Friday, June 21, 2024

Experimental Breeder Reactor 1 (EBR-1) and Craters of the Moon National Monument, ID

 June 21, 2024

We left this morning planning on a sightseeing trip to EBR-1.  It took about 45 minutes from the campground and we arrived right as they were starting a tour.  Our tour guide was very knowledgeable and explained everything very well.  It was interesting that on our tour we also had a nuclear scientist and the son of one of the men who worked on EBR-1.

EBR-1 was designed with two purposes:  to generate electricity and more importantly to prove the concept of breeding fuel, which means that a reactor creates more nuclear fuel than it consumes, all while making electricity.  On December 20, 1951, EBR-1 became the first nuclear reactor to produce usable amounts of electricity by splitting atoms, lighting four 200 watt light bulbs.  The following day the reactor produced enough power to light the whole building.  Arco, Idaho was the first city in the United States to be powered by nuclear power.  The reactor operated for 12 years before being shut down in December 1963.  President Lyndon B. Johnson dedicated EBR-1 as a Registered National Historic Landmark in 1966.  There was an EBR-2 built but later decommissioned.  



Control room panels


The names of the men present when the reactor first supplied the electricity in the building.
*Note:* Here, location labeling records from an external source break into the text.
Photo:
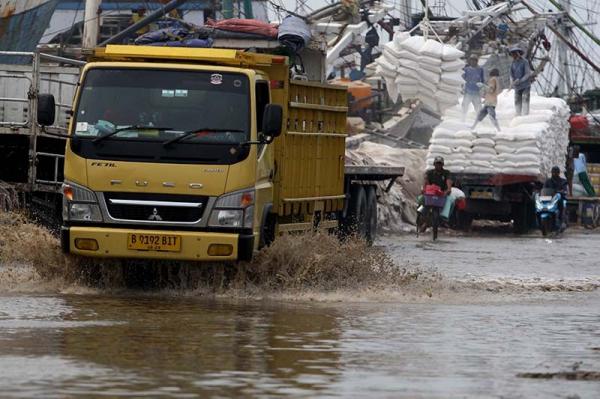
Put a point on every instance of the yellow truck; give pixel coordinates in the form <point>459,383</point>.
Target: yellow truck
<point>203,155</point>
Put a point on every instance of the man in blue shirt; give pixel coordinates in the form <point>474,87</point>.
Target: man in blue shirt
<point>520,75</point>
<point>472,75</point>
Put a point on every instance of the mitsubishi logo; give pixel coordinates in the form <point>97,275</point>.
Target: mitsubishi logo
<point>155,216</point>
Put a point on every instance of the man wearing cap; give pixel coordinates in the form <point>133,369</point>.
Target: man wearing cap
<point>520,75</point>
<point>473,74</point>
<point>559,186</point>
<point>439,176</point>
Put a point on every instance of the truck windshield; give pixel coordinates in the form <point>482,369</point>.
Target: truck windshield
<point>141,109</point>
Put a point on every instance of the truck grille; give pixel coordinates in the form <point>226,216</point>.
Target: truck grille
<point>155,207</point>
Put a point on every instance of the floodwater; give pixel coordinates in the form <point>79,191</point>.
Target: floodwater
<point>494,311</point>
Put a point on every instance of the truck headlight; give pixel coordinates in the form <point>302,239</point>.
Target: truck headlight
<point>233,210</point>
<point>84,212</point>
<point>80,204</point>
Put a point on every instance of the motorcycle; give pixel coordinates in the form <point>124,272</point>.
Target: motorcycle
<point>547,211</point>
<point>428,214</point>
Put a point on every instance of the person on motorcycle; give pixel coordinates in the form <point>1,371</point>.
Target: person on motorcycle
<point>439,176</point>
<point>559,186</point>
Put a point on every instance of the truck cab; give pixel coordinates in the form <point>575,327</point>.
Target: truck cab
<point>169,158</point>
<point>206,154</point>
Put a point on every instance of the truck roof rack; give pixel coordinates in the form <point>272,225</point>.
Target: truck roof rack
<point>185,54</point>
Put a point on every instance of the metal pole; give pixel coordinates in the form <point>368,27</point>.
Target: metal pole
<point>91,23</point>
<point>578,24</point>
<point>33,96</point>
<point>564,78</point>
<point>143,22</point>
<point>564,39</point>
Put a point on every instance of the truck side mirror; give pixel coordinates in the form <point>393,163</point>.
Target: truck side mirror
<point>272,120</point>
<point>46,109</point>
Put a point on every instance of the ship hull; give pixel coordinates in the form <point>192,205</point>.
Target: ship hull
<point>22,24</point>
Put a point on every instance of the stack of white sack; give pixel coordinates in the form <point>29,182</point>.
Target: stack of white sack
<point>425,69</point>
<point>526,145</point>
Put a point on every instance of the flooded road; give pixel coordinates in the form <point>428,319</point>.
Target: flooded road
<point>489,310</point>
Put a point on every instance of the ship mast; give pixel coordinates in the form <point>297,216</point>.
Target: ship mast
<point>565,84</point>
<point>91,24</point>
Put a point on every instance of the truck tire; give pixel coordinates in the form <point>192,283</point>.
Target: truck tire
<point>357,212</point>
<point>371,222</point>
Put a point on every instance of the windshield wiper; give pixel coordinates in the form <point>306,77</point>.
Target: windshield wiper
<point>190,133</point>
<point>132,127</point>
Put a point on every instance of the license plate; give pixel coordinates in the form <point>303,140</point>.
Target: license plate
<point>482,194</point>
<point>153,242</point>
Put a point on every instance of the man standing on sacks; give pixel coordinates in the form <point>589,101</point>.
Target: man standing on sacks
<point>520,76</point>
<point>473,75</point>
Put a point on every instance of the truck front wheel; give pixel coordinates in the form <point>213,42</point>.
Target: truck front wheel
<point>355,222</point>
<point>371,222</point>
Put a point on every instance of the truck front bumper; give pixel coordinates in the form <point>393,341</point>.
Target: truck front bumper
<point>112,243</point>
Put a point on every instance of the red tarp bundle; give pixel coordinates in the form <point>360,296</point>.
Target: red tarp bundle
<point>244,25</point>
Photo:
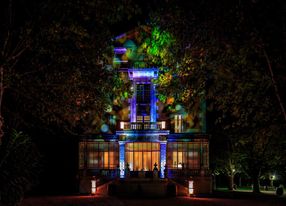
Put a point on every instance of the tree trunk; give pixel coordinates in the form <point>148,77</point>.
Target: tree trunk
<point>275,85</point>
<point>230,182</point>
<point>255,181</point>
<point>1,98</point>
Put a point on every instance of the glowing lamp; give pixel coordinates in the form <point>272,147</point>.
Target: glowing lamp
<point>163,125</point>
<point>93,187</point>
<point>121,125</point>
<point>191,187</point>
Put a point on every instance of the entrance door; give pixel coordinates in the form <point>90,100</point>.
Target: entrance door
<point>142,155</point>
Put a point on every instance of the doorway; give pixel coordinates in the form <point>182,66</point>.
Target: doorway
<point>141,156</point>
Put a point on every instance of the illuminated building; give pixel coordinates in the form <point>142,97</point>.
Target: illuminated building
<point>147,134</point>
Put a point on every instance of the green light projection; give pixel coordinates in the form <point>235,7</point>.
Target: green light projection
<point>146,47</point>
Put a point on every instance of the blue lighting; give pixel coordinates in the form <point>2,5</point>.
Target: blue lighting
<point>121,158</point>
<point>104,128</point>
<point>143,73</point>
<point>163,157</point>
<point>120,50</point>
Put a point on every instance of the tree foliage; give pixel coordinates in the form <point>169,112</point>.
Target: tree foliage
<point>222,59</point>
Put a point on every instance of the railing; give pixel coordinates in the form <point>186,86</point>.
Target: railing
<point>142,125</point>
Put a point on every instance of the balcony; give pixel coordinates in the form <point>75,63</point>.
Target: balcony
<point>143,125</point>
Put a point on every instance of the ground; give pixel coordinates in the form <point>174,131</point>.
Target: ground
<point>225,199</point>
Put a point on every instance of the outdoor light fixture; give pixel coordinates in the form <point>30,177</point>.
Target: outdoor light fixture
<point>191,187</point>
<point>93,187</point>
<point>163,125</point>
<point>121,125</point>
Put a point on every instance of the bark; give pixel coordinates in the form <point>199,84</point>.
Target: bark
<point>275,85</point>
<point>255,181</point>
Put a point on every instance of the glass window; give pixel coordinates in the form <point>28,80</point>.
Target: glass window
<point>102,155</point>
<point>143,155</point>
<point>187,154</point>
<point>178,123</point>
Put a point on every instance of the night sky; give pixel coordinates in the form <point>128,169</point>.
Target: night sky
<point>20,105</point>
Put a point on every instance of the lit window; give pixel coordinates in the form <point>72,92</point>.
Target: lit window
<point>191,187</point>
<point>121,125</point>
<point>178,123</point>
<point>163,125</point>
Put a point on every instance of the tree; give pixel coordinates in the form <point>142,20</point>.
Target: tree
<point>66,78</point>
<point>230,71</point>
<point>19,167</point>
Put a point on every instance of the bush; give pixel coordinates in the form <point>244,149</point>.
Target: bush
<point>19,167</point>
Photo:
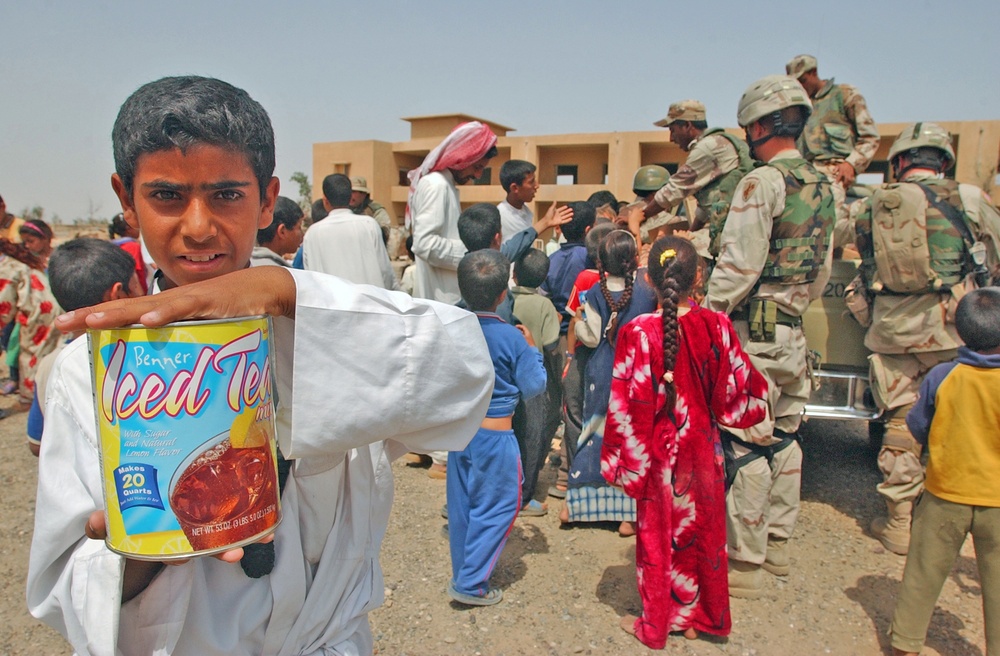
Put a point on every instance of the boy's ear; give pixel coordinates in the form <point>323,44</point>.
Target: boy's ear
<point>267,203</point>
<point>128,206</point>
<point>116,292</point>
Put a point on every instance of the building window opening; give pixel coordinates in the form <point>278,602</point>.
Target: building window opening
<point>566,174</point>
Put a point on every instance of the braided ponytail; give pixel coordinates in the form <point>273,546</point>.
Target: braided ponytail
<point>617,256</point>
<point>672,267</point>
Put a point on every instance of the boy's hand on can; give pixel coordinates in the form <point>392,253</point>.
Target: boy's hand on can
<point>96,529</point>
<point>253,291</point>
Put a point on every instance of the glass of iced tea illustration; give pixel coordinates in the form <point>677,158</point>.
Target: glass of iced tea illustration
<point>226,493</point>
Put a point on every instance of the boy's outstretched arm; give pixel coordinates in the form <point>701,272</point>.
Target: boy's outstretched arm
<point>253,291</point>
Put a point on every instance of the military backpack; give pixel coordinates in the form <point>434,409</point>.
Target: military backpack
<point>916,238</point>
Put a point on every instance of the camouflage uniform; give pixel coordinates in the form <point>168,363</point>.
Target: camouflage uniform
<point>763,503</point>
<point>714,166</point>
<point>840,129</point>
<point>911,333</point>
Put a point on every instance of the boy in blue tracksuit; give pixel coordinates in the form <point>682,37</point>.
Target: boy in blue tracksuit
<point>957,417</point>
<point>484,480</point>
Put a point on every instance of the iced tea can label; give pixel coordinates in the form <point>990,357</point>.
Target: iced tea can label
<point>185,423</point>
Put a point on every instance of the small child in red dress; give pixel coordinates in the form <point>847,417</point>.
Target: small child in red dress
<point>679,374</point>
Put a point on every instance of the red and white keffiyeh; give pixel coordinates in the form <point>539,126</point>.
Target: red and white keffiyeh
<point>465,146</point>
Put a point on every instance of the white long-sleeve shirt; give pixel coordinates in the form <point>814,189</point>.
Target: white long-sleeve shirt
<point>401,375</point>
<point>349,246</point>
<point>434,210</point>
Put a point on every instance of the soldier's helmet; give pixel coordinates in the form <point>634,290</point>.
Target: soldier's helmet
<point>923,135</point>
<point>769,95</point>
<point>650,178</point>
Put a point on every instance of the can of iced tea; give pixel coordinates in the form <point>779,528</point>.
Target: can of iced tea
<point>185,424</point>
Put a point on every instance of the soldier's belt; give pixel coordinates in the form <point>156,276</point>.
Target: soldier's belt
<point>781,318</point>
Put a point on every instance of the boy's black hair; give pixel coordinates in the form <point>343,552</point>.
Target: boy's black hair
<point>118,227</point>
<point>478,226</point>
<point>337,190</point>
<point>532,268</point>
<point>593,241</point>
<point>287,213</point>
<point>514,172</point>
<point>602,198</point>
<point>583,218</point>
<point>181,112</point>
<point>83,270</point>
<point>482,278</point>
<point>318,211</point>
<point>977,319</point>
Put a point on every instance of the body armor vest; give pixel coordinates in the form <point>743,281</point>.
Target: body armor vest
<point>801,235</point>
<point>715,198</point>
<point>828,133</point>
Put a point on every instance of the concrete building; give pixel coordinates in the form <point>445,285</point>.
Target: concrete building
<point>573,166</point>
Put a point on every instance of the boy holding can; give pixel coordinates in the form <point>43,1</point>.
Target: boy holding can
<point>194,159</point>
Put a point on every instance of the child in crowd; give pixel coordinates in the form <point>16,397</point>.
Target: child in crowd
<point>36,235</point>
<point>618,296</point>
<point>26,300</point>
<point>479,227</point>
<point>576,359</point>
<point>126,238</point>
<point>283,237</point>
<point>517,178</point>
<point>957,417</point>
<point>678,374</point>
<point>194,159</point>
<point>407,281</point>
<point>484,479</point>
<point>540,317</point>
<point>567,262</point>
<point>82,272</point>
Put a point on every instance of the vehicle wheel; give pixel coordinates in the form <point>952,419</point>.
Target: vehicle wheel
<point>876,431</point>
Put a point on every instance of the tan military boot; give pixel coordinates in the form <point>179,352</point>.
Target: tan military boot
<point>777,561</point>
<point>745,580</point>
<point>894,531</point>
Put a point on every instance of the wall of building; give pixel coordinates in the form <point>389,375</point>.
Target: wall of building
<point>602,160</point>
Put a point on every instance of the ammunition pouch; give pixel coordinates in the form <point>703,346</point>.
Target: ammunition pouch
<point>733,463</point>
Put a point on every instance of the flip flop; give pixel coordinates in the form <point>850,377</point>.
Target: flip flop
<point>533,509</point>
<point>627,624</point>
<point>494,596</point>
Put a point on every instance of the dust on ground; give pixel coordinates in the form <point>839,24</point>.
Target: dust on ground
<point>565,589</point>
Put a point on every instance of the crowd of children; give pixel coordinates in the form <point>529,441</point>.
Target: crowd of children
<point>603,336</point>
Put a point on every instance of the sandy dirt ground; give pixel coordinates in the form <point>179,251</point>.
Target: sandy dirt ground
<point>566,588</point>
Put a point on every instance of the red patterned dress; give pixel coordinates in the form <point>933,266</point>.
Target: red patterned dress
<point>670,460</point>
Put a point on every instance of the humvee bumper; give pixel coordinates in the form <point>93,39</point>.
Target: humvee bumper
<point>842,394</point>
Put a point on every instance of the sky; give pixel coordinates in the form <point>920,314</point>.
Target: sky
<point>335,71</point>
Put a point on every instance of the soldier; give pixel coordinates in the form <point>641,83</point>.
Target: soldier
<point>645,183</point>
<point>715,164</point>
<point>775,256</point>
<point>924,242</point>
<point>840,137</point>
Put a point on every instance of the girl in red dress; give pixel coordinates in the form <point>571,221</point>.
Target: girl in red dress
<point>678,374</point>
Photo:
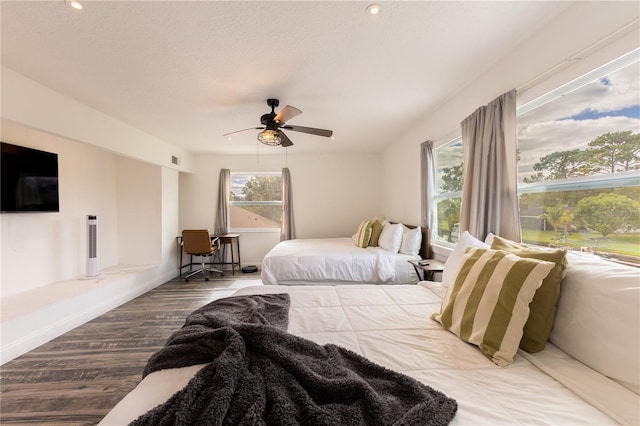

Later on the women were recognized.
Of the four light bulbs originally powered the one on the right is an original.  One went to Lyndon Johnson and is now in the presidential library in Austin, and the other two have been lost to history.

This is how a nuclear reactor works.  This I understand.  Most of the rest of it is above my pay grade.
Nuclear reactor.

After World War II the world wanted to see what could be powered by nuclear power.  They planned to make a nuclear powered airplane, but it never got off the ground.  :-)  Looking at what was going to go on/in it I can see why.



This was the second time we've been to EBR-1 but it's been a long time and I've forgotten a lot so it was a nice refresher course.

Although we had no plans to go to Craters of the Moon when we got up this morning that's where we ended up.  I mentioned to John that it was about 20 minutes from Arco and we decided to go.  This was our third trip to the park.  The first time in 1997 we camped there in a tent and the second time I think was in the early 2000s where we just visited.  A lot has changed over the years.  The first time we went the campground was all dirt and cinder gravel, the trails were all cinder gravel, and you could go down into the caves.  Now everything is paved, the campground roads and sites, the trails, and you have to have a permit to go into the caves.










Looking down into Snow Cone vent.  That's snow in the bottom.





It's an amazing sight out there in the desert.  There were many trails to go on but it was 86 degrees.  Since we've been there before we didn't do as much this time.

We stopped on the way back to get fuel.  Tomorrow we will be...

Roving on...

"In the beginning God created the heavens and the earth".